Seeing that the top site I link to is myself, well that wasn’t really a surprise. I suppose that just confirms my own narcissism. No, but really, my blog is primarily a writing reference for myself. I use it to write about and join ideas that are swirling in my head, so it’s no surprise to see blog.jim-nielsen.com as the most frequently occurring domain to which I link.

Others high on the list are no surprise. Twitter, Github, MDN, StackOverflow, those are all frequent developer references that cracked that top ten. Seeing adactio high up on the list is also no surprise (I probably would’ve guessed Jeremy would be higher). Seeing my icon galleries as well as apple.com on there is no surprise because I’ve written a few posts behind how I build those sites, with a high number of links to the galleries or the specific app icons in the App Store. So no real surprises there.

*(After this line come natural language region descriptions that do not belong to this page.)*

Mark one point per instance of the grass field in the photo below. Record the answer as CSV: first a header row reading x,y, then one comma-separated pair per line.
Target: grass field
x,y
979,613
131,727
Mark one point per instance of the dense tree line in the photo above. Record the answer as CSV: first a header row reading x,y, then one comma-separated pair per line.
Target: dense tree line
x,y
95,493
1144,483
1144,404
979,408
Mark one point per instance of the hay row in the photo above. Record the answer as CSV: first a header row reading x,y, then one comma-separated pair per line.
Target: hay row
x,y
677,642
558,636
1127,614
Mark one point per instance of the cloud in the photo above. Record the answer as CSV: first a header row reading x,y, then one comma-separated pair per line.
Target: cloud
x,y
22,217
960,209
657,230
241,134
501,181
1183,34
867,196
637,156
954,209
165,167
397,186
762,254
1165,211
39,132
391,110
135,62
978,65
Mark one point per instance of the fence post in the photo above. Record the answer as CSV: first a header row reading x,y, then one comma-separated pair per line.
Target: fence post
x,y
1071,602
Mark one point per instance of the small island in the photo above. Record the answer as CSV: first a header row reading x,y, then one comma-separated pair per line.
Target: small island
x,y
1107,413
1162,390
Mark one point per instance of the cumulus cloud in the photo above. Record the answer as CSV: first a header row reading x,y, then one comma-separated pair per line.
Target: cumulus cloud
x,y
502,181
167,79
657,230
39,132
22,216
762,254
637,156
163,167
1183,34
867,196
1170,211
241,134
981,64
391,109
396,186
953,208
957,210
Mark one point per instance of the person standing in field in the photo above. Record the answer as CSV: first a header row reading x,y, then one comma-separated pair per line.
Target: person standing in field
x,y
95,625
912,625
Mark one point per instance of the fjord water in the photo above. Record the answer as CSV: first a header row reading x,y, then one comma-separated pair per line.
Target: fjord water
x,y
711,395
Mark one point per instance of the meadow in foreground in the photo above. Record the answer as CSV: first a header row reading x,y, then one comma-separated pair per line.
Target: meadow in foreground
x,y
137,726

In short, nothing here was incredibly surprising. In fact, a lot of the sites in that list are a mirroring of what sites I subscribe to in my RSS. Big surprise, eh? It really drives home the point about diversifying the things to which you expose yourself—something I need to think and act on more frequently. I don’t think I needed an index of all my outbound links to realize that, but it serves as a mirror to that fact anyway.

Conclusion

Because this was actually relatively straightforward thing to do, I might spend some time in the future figuring out how to make additional ways of viewing this same information. For example, imagine some kind of auto-generated visual that shows a map of all these outbound links? In other words, a more visual way of seeing where all my links are going. That could be really interesting.

What would be even more interesting is if more of people did this: exported a list, a visual, something that depicts where their personal sites, blogs, etc., link to. I suppose it’s really just the view Google has of any of our sites. Nonetheless, now I have a view of all my linkings and not just you Google.